Он сидел у могилы Гэджа, пытаясь связать все компоненты и рассмотреть их логически, насколько это было возможно.
Например, Тимми Батермэн. Тут вставало два вопроса. Во-первых, верил ли он в эту историю? И во-вторых, что это все значило?
Несмотря на ее невероятность, он в нее верил. Было почти несомненно, что раз уж место, подобное этому, существовало, и люди об этом знали, то рано или поздно кто-нибудь попытался бы сделать это. Луис слишком хорошо знаком с природой человека, чтобы поверить, что дело кончится несколькими животными.
И затем — верил ли он, что Тимми Батермэн действительно превратился в какого-то всезнающего демона?
Этот вопрос был труднее, еще и потому, что в это он не хотел верить, и уже испытал на себе результат подобной игры ума.
Нет, он не хотел верить, что Тимми сделался демоном, но не мог себе позволить не думать об этом.
Он вспомнил про быка Хэнрэтти. Джуд сказал, что бык изменился. То же произошло и с Тимми. Быка застрелил тот же человек, что отволок его тушу в лес на санях. А Тимми застрелил его собственный отец.

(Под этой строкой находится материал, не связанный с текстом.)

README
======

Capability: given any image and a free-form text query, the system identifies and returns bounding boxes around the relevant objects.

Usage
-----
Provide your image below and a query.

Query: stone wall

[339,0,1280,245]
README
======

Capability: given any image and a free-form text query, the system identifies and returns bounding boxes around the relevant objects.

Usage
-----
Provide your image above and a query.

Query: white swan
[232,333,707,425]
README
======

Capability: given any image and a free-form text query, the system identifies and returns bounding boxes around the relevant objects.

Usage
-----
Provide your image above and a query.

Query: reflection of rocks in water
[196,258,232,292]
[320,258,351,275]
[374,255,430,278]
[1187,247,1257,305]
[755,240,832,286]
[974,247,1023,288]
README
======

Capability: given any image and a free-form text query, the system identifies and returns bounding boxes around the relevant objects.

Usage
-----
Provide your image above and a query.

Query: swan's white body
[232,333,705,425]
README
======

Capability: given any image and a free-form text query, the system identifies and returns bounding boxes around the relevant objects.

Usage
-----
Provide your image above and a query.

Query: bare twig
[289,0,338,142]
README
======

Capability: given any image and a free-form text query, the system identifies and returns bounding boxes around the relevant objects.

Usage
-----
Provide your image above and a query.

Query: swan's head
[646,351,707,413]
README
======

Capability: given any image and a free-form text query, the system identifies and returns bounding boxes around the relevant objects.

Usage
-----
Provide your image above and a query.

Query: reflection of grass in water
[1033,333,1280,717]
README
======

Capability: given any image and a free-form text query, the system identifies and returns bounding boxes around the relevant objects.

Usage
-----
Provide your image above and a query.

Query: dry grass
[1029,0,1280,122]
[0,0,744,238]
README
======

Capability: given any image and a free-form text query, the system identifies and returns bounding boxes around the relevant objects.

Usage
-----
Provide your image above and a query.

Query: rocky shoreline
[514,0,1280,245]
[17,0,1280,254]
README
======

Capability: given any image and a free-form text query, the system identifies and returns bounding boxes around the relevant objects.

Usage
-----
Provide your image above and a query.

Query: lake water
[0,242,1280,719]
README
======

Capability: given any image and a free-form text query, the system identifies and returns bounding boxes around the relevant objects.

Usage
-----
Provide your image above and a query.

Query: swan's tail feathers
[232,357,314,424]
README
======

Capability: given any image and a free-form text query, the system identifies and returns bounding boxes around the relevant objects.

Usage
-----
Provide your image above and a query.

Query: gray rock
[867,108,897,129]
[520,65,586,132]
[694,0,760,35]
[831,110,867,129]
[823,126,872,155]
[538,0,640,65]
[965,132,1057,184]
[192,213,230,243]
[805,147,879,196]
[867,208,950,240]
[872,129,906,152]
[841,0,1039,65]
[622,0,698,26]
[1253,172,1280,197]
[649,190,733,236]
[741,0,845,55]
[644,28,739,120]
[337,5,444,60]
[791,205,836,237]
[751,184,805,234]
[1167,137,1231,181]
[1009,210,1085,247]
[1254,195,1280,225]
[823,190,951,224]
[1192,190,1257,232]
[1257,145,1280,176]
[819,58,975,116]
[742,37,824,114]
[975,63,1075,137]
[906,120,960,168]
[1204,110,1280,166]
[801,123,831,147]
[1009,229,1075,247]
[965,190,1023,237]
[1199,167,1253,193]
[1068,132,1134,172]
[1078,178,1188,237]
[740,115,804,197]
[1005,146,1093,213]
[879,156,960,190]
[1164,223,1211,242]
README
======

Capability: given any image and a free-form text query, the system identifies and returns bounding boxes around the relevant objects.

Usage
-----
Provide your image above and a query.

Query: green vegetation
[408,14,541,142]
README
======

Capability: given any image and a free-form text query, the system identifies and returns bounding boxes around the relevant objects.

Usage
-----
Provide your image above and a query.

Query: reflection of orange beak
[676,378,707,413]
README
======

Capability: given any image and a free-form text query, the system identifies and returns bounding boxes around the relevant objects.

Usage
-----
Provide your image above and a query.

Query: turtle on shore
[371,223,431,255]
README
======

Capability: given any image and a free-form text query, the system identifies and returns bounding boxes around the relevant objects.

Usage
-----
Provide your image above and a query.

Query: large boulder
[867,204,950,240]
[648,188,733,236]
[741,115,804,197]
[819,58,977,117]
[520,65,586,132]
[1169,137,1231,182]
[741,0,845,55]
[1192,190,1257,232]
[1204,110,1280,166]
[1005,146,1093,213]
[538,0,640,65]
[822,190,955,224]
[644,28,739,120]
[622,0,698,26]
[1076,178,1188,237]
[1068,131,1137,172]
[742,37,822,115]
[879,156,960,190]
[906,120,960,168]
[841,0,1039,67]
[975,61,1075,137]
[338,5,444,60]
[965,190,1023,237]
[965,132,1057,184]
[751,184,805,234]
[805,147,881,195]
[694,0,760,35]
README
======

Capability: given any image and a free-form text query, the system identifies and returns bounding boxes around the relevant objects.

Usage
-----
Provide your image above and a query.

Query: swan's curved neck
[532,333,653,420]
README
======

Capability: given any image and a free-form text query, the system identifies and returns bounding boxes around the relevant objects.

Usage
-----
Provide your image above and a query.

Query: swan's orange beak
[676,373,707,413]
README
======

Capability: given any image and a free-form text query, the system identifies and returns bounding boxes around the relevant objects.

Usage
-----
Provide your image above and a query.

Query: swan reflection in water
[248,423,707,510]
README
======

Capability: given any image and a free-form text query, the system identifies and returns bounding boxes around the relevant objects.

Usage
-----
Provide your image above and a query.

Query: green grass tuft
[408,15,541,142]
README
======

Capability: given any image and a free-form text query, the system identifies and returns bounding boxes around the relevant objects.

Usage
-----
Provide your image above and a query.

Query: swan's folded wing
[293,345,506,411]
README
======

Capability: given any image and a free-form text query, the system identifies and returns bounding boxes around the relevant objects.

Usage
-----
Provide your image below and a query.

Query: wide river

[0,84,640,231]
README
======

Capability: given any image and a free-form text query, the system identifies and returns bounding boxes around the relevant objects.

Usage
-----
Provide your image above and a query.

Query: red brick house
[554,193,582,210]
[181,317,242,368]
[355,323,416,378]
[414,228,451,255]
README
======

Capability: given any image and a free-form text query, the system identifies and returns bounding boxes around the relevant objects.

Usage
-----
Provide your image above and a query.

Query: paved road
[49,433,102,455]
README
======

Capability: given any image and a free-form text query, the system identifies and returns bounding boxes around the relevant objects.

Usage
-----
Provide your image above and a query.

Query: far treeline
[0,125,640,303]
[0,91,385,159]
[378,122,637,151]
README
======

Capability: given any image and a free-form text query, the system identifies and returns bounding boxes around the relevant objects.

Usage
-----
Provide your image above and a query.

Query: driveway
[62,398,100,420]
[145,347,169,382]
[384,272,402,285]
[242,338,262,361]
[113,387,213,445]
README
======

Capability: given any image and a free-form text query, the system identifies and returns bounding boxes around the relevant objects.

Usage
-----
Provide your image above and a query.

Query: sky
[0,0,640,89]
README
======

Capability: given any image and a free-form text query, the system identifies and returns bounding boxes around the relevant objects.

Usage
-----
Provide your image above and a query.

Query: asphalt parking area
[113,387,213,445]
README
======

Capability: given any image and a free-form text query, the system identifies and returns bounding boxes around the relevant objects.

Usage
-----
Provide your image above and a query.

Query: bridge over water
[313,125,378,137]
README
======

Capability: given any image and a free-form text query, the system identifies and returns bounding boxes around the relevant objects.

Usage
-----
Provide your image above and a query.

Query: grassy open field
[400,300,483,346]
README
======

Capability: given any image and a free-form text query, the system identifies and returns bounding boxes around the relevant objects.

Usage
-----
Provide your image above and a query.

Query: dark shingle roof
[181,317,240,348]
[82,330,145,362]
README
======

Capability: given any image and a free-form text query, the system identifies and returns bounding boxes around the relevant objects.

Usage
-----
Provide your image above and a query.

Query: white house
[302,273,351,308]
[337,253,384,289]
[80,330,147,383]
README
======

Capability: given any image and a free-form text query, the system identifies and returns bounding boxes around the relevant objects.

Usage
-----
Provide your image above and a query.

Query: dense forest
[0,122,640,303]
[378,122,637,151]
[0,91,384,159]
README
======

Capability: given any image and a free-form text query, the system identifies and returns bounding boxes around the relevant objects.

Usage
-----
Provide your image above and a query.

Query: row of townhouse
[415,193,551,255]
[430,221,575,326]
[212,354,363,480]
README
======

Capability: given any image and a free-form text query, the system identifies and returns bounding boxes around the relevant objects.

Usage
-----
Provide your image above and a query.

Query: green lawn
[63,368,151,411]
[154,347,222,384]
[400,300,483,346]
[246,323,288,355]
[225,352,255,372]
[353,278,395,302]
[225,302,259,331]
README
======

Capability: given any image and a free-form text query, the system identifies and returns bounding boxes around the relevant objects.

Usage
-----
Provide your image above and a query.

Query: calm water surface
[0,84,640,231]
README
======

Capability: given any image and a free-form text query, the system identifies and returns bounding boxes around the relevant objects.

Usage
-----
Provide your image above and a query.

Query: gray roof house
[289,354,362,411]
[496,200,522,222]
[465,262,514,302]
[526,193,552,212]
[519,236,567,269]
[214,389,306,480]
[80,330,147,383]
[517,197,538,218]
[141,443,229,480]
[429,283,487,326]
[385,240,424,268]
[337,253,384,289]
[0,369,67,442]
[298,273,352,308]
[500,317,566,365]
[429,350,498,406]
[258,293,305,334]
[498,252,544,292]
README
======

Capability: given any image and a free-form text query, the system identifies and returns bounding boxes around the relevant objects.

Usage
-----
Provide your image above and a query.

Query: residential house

Но, если Хэнрэтти стал плох, значит ли это, что то же случилось со всеми животными? Нет. Хэнрэтти был не правилом, а, скорее, исключением. Другие — пес Джуда Спот, старухин попугай, да и Черч — все изменились, и эти изменения были заметны, но вовсе не так велики, чтобы его друг так настойчиво отговаривал его от…
(воскрешения)
…Да, от воскрешения, чтобы он так мямлил, и нес всякую околесицу, даже вспоминать смешно.
Так как же он может отказаться от шанса, который ему предоставляет случай — шанса почти невероятного, — из-за истории с Тимми Батермэном? Одна ласточка весны не делает.
«Ты делаешь все, чтобы заставить себя в это поверить, — запротестовал его ум. — Скажи, наконец, себе правду о Том, что Черч изменился. Даже если оставить в стороне этих мышей и птиц, уже одно то, как он ходит… Как машина. Помнишь день, когда мы запускали змея? Какой Гэдж был веселый, живой… живой. Теперь ты хочешь, чтобы он стал, как Черч? Хочешь сделать из него зомби, как в этих дурацких фильмах ужасов? Или просто безмозглого кретина, который ест руками, тупо смотрит в экран телевизора и никогда не выучится писать собственное имя? Что там говорил Джуд про своего пса? «Это было как мыть кусок мяса». Этого ты хочешь? Живой кусок мяса? И даже если тебе будет этого достаточно, как ты объяснишь своей жене то, что случится? А дочери? А Стиву Мастертону? А всем остальным? Мисси Дэнбридж зайдет к нам и увидит Гэджа. Ты не слышишь ее крик, Луис? Не видишь, как она закрывает лицо руками? Что ты скажешь репортерам? Или киношникам, которые однажды заявятся к тебе, чтобы снять фильм о твоем воскресшем сыне?»